Gabriel, a contract worker, said he didn't see the crane fall. "I was in shock. I was in crying. It was bad."
We also know at least one other worker was taken by ambulance to Ben Taub Hospital, but officials there are not releasing any details at this hour about the condition of that employee.
The accident happened as the workers were about to begin a turnaround project, which is a period of off-line maintenance for the units.
"It sounded like a building fell," said Stacey Davis, who was working about a half block away from where the crane collapsed. "I looked back. I was on my way to evacuate the plant and looked back and I saw the arm coming down. After that, I saw a lot of black smoke. I stopped in my tracks."
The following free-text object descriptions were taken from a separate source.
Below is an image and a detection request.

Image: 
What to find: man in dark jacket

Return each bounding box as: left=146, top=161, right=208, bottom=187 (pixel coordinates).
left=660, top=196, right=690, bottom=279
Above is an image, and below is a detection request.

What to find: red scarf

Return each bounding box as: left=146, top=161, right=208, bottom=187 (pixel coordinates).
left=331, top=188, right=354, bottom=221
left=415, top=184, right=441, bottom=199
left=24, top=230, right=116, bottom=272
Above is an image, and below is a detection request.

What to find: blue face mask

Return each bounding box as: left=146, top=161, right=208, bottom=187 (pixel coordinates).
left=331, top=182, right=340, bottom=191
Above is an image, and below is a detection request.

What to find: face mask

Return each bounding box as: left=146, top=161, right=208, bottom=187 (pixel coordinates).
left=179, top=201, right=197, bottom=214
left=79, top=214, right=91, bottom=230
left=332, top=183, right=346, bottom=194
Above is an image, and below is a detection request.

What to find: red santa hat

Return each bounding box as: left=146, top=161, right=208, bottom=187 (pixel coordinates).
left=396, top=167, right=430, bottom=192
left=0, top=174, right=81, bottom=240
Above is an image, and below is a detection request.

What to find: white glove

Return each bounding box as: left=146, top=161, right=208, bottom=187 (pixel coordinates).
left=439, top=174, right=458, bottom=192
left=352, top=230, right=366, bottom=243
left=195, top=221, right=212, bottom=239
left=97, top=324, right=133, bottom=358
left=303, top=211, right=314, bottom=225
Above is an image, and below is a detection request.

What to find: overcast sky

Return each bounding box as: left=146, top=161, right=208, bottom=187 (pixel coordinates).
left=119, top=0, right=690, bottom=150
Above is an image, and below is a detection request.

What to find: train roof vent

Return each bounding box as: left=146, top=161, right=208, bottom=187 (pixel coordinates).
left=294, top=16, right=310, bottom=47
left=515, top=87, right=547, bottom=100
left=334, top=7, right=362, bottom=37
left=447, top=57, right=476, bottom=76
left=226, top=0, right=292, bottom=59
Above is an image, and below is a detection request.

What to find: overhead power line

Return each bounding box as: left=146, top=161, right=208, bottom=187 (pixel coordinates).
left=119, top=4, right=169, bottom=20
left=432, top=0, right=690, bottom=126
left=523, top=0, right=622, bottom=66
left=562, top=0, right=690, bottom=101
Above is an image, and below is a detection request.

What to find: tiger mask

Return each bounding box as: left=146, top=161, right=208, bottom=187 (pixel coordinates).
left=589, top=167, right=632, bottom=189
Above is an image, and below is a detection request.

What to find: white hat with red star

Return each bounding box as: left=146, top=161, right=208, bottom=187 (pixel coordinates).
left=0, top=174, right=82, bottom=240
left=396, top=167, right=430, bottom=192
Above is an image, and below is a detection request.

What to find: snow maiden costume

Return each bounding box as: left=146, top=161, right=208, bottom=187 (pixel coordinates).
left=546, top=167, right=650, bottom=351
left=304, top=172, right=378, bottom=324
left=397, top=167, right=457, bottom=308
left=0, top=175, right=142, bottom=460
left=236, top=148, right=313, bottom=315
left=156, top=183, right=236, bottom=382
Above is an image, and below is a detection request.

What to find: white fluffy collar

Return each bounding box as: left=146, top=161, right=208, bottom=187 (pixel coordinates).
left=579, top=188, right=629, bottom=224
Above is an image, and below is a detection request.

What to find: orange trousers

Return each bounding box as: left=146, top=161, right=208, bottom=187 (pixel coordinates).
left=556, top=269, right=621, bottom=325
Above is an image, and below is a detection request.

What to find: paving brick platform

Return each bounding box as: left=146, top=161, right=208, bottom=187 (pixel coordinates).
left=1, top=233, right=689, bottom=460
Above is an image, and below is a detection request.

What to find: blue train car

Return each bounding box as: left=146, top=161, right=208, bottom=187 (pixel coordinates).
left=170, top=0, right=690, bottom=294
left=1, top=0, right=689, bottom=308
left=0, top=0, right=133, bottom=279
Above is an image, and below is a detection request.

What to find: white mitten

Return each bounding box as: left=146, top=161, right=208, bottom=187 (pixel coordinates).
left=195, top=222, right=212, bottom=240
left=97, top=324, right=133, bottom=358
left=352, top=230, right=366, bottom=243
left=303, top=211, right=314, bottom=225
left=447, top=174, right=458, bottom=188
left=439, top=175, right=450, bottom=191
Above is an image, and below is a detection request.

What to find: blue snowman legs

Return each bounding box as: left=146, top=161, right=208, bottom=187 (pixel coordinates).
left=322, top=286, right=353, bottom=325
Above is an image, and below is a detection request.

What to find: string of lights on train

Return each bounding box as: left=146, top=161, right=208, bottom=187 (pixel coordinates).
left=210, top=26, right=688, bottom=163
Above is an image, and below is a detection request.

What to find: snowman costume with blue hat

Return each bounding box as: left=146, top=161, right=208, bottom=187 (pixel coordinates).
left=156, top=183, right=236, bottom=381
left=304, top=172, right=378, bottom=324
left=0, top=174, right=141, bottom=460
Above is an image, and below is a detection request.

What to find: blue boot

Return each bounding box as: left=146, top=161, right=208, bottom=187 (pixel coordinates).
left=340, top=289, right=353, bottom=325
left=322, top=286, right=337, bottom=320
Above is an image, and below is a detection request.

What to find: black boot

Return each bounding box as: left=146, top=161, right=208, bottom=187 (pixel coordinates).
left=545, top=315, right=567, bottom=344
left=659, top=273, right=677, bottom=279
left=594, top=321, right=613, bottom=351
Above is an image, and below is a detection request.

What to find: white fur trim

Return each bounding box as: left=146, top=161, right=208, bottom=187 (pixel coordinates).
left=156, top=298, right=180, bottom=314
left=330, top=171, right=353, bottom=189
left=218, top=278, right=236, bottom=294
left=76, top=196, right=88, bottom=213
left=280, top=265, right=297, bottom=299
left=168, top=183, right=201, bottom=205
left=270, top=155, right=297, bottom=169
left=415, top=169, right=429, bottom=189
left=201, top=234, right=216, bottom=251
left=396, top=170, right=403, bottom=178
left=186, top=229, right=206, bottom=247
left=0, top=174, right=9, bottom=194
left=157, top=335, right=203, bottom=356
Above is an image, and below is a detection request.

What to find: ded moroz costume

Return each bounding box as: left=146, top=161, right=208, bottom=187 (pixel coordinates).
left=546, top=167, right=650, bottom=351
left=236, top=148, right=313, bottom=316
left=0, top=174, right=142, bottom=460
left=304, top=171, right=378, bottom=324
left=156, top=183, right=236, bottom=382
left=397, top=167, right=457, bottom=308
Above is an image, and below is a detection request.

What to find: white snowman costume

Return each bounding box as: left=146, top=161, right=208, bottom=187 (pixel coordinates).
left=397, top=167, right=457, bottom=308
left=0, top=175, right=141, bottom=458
LyondellBasell officials say all of their employees have been accounted for.
"We are working with OSHA to begin an investigation into this incident," said Roecker. "We're obviously sadded by this incident and you can be assured we are going to do a full investigation to understand exactly what happened to cause this tragic event."
"It's real difficult. You're tight with these guys. You work around them every day. They trust you. You trust them. It's difficult to see this," said worker Mike Loesch. "They were competent guys. They knew what they were doing."
LyondellBasell officials tell us that after making sure everyone was accounted for, employees and contract workers were allowed to leave.
"Our prayers will be going out to the families of these employees that suffered the loss in this very tragic incident that we continue to try to understand," said Roecker.
The crane that collapsed Friday was a 2,500 ton capacity VersaCrane, which takes 2 to 3 weeks to set up. It was test lifted Thursday.
In the city of Houston, there is no crane inspection. It's up to the company to make sure it's set up correctly. We checked the OSHA database and found no accidents in Deep South Crane and Rigging's past.
Texas is one of 35 states that do not require crane operators to be licensed. Earlier this year in Dallas, city officials found that eight of 23 cranes being used across the city had uncertified operators at the controls.
Near the scene of the collapse, Mattie Graham stood with her husband, Deep South worker Horace Graham.
"I'm thinking about their families. He could have been there today," she said, gesturing to her husband.
The refinery has about 3,000 LyondellBasell workers and 1,500 contract workers, Roecker said. He said all personnel at the plant were accounted for, and the plant was operating as usual
Crane safety has been getting extra scrutiny in recent months because of an alarming number of crane-related deaths in places such as New York, Miami and Las Vegas.
In New York City, two crane accidents since March have killed nine people -- a greater number than the total deaths from cranes over the previous decade.
An Associated Press analysis in June found that cities and states have wildly varying rules governing construction cranes, and some have no regulations at all, choosing instead to rely on federal guidelines dating back nearly 40 years that some experts say haven't kept up with technological advances.
Cameras are mounted around the plant and Roecker said the company hopes that video from those cameras will help it figure out what happened.
Statement from Deep South Crane and Rigging
"We have experienced a significant accident involving Deep South Crane employees and equipment at the Lyondell-Citgo facility in Pasadena, Texas. We have few details at this time.
Our primary concern now is the identification of injured employees and the notification of families. We are taking every measure to ensure that the injured employees receive the best possible medical attention. Our thoughts and prayers are with our employees and their loved ones.
At this point, we have few details on what actually happened and we are trying to gather information. We will use this information to conduct an investigation to determine the root cause, correct it and ensure that this type of tragedy does not occur again. We will cooperate fully with all investigations that may arise from this tragic incident.
We will provide information as we gather and verify it. In the meantime, we ask for you prayers and patience in this difficult time."